Here's a few pics from the drags today in Baytown.
We got there late, but still enjoyed the action.
Mike


----------



## MT Stringer (May 21, 2004)

*More from the Drags...*

Some show stuff for ya.
Mike


----------



## drred4 (Aug 12, 2005)

ya'll need to come out next weekend, big race at HRP. Outlaw 10.5, true 10.5, Pro Mods, Pro Stock, and a few index classes. Will be the fastest cars in the world there.

Nice Pics, would have been fun to go to, but was busy.


----------



## MT Stringer (May 21, 2004)

Thanks for the note about the outlaw racing. I found out too late about it. We are going to McKinney to take part in a Tiger Shoot (with the camera, not guns!  ).
Mike


----------



## Arlon (Feb 8, 2005)

Darn, I wish I'd have known about that. I'd surely have had to go.. I'm a diesel fan myself. Just can't beat a diesel..


----------



## michaelbaranowski (May 24, 2004)

now that is a cool mower.


----------



## MT Stringer (May 21, 2004)

I have the pics from the diesel drag races uploaded to Smugmug so if you want to go to the drags, check out the link below.
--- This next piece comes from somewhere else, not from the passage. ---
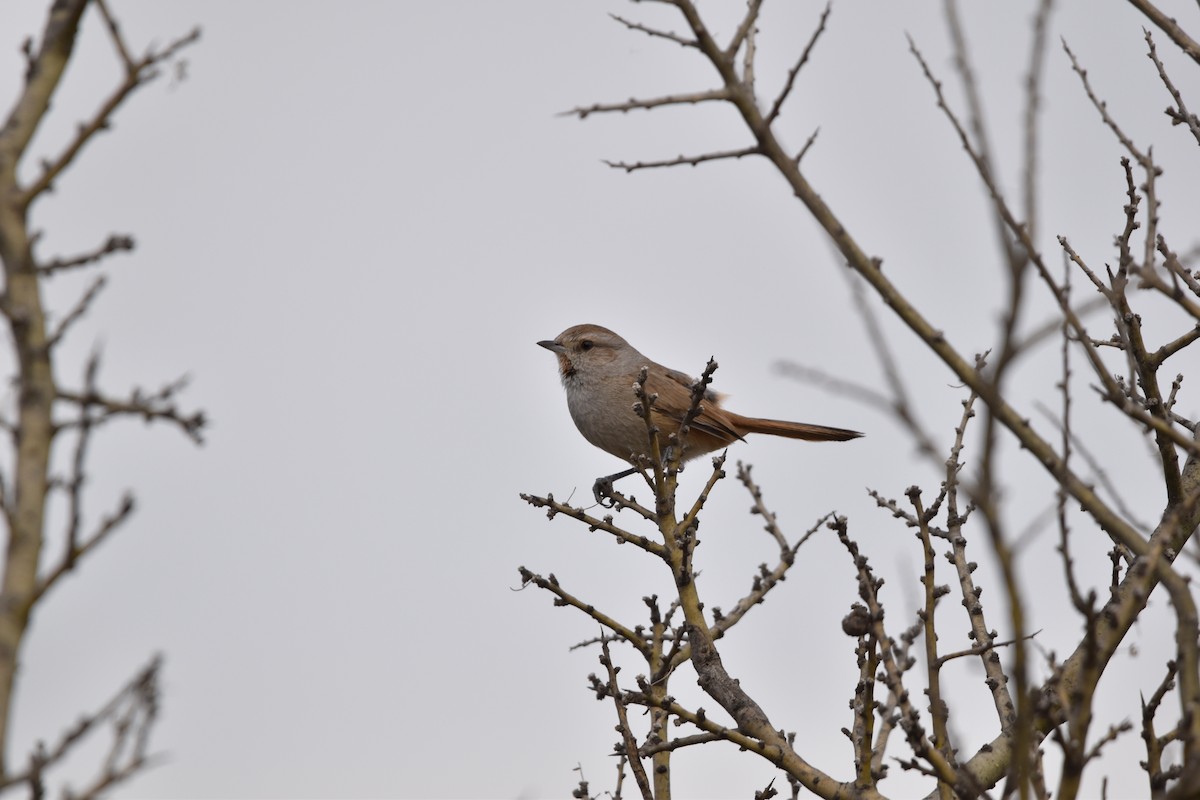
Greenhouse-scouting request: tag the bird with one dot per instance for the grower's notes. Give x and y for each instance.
(599, 368)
Note: Click on the Motorsports Gallery.
http://mtstringer.smugmug.com/

Drag racing, burnout contest, and truck pull.

Mike


----------



## rendon (Jul 15, 2006)

Those are great shots. Thanks for sharing them. I sure wished the hubby would have been off so we could have went.


----------



## my3peas (Jan 9, 2007)

cool shots mike!!


----------



## nasakid (May 21, 2004)

A couple of those Dodge diesels were at the Mopar Nationals in Baytown back in 2004. That was a site to see. One of them blew a Viper away. Ran in the low 11's, I believe.


----------